The Federal Law on Economic Competition (LFCE) prohibits agreements between competitors to fix prices, divide markets, restrict supply or demand, or coordinate bids.
Absolute monopolistic practices have the most severe sanctions in the LFCE, and Mexican competition authorities allocate significant resources to investigate and sanction them.
The LFCE’s Explanatory Memorandum was clear in stating that it must “act vigorously and without exceptions against absolute practices, since they are unlikely to bring efficiency advantages and always have a direct and negative impact on the consumer and the economy in general.”
The provision in the LFCE prohibiting anticompetitive agreements between competitors has barely changed in these 30 years.
The 2006 reform adjusted the text to prohibit these conducts from both the supply and demand side.
The new LFCE establishes that the exchange of information between competitors will be sanctioned when it has the purpose or effect of fixing prices, dividing markets, restricting supply or demand, or coordinating bids. The 1992 LFCE only sanctioned the exchange of information with the purpose or effect of fixing prices.
There are two issues that, with the 2006 reform and the new LFCE, have strengthened the powers of investigation of absolute monopolistic practices: a) Cofece´s Investigative Authority has more instruments to investigate, since the 1992 LFCE only authorized the Commission to request information and documentation; and b) the immunity program implies that competitors involved in the practice may acknowledge their participation and submit evidence of their participation, in order to obtain the benefit of reduced sanctions, with which the authority obtains direct evidence of collusion.
It must be considered that, according to the criteria of the competition authority and the Federal Judiciary, to sanction a monopolistic practice:
- the size of competitors in the market is irrelevant.
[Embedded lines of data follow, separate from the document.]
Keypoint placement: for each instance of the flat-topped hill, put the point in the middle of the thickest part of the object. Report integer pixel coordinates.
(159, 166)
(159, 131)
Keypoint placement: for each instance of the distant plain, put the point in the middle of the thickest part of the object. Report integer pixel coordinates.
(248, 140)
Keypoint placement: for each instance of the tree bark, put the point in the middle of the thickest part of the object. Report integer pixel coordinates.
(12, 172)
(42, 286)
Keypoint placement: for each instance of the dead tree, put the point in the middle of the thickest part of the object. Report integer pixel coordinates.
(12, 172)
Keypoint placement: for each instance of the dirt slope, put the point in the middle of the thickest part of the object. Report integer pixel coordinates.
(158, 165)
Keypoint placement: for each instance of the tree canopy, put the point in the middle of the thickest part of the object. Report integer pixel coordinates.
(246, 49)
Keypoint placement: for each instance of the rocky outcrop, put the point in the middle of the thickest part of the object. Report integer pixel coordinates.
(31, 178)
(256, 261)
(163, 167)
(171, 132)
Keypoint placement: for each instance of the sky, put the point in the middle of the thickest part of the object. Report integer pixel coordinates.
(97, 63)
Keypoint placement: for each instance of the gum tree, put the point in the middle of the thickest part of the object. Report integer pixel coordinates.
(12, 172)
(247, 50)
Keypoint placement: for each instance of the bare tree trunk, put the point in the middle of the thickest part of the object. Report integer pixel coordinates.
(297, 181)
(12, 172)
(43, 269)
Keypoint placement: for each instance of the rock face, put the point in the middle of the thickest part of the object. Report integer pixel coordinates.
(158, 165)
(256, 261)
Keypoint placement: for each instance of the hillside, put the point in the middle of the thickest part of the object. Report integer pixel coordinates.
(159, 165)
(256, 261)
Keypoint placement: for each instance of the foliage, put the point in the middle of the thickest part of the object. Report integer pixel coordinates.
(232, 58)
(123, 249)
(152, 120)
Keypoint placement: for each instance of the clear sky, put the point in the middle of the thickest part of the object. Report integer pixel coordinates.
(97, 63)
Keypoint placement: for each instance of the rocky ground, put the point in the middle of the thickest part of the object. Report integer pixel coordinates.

The authority has sanctioned companies or businessmen that individually have a little participation in the market, such as tortilla-makers, laundromats, transportation companies, among others.
- It is sufficient that only two competitors participate in the agreement; the LFCE does not establish that the majority or all the competitors must participate in the anti-competitive agreement to sanction the conduct.
- the standard of proof for the authority is low. The authority can sanction with indicia evidence. The reason is that generally these agreements between competitors are made in secret and those involved try not to leave evidence of their conduct.
- it is irrelevant whether the agreement among competitors is pro-competitive. Defense arguments made by competitors related to efficiency, market size, competitors’ power, profit obtained, to “order the market”, or any other reason that “justifies” the agreement between competitors, are not taken into consideration. The authority always sanctions competitors who agree to carry out the anticompetitive conduct.
- the authority must prove the quality of competitors of those involved in the unlawful conduct, without having to analyze the relevant market, substantial power, or whether the behavior is efficient.
In collusive agreements, not only the competitors may be sanctioned, but also the individuals directly involved or those who assist in the execution of the practice. Sanctions may include a fine, and disqualification from exercising certain positions, in addition to the corresponding criminal sanctions.
Throughout these thirty years, Mexico has faced several cases of absolute monopolistic practices that have had a significant impact on different sectors of the economy. Some of these cases have involved national and international companies that have been sanctioned by Cofece for their participation in anti-competitive behavior.